What Does Gross Income Mean?
This figure is normally found in the income statement of any company’s annual report. It is a very useful metric to understand how much money the company keeps for each dollar being sold. This will be accomplished by dividing the gross income by total revenues. High gross incomes are especially helpful when the economy is not doing well since the company can reduce its prices to stay competitive.
On the other hand, a high gross income means that company products are perceived as more valuable than the cost of producing it; that often means there’s an added intangible value, which is normally the case for technology product. A low gross income commonly means that the market is too crowded with competitors or the industry is decaying due to obsolescence or product substitution.

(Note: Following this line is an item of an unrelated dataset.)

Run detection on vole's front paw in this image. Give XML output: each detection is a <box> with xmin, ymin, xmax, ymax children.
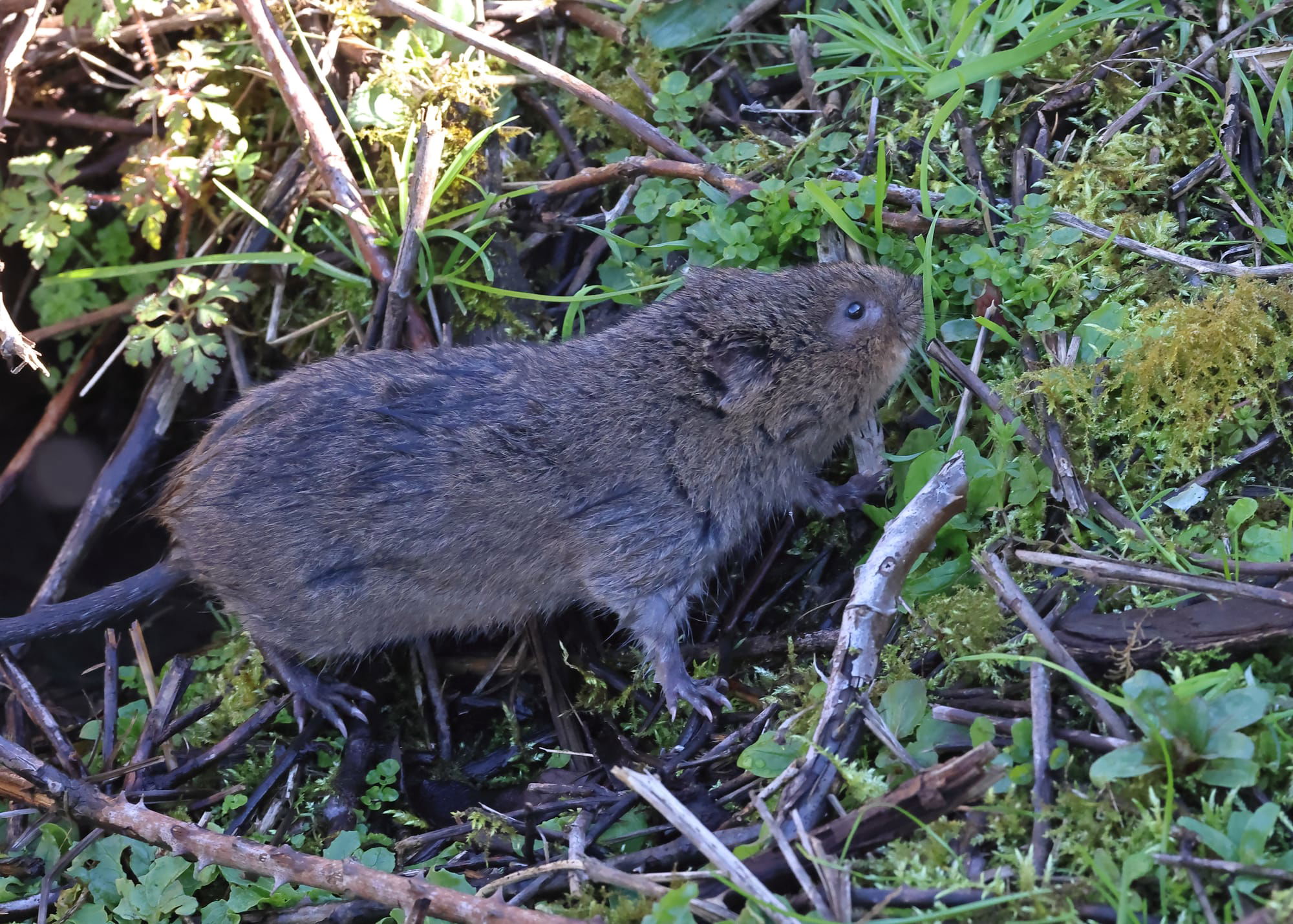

Let’s take a look at this example
Gary’s Ties LLC is a company that produces custom-made ties. The company currently sells its products online through its own website and they are getting a lot of business. The company sells the ties for $22 and the cost of manufacturing each tie is $7. Last year the company sold 23,250 ties and this year the company’s goal is to sell 34,000 units. In this case, what would be the gross income for both last year and this year?
According to our concept, gross income is defined as total revenues of a business minus cost of goods sold. In this case, last year’s revenues were $511,500 ($22 x 23,250) and cost of goods sold was $162,750 ($7 x 23,250), which left the company a gross income of $348,750. On the other hand, this year forecasted gross income is $510,000 ($22 x 34,000 minus $7 x 34,000).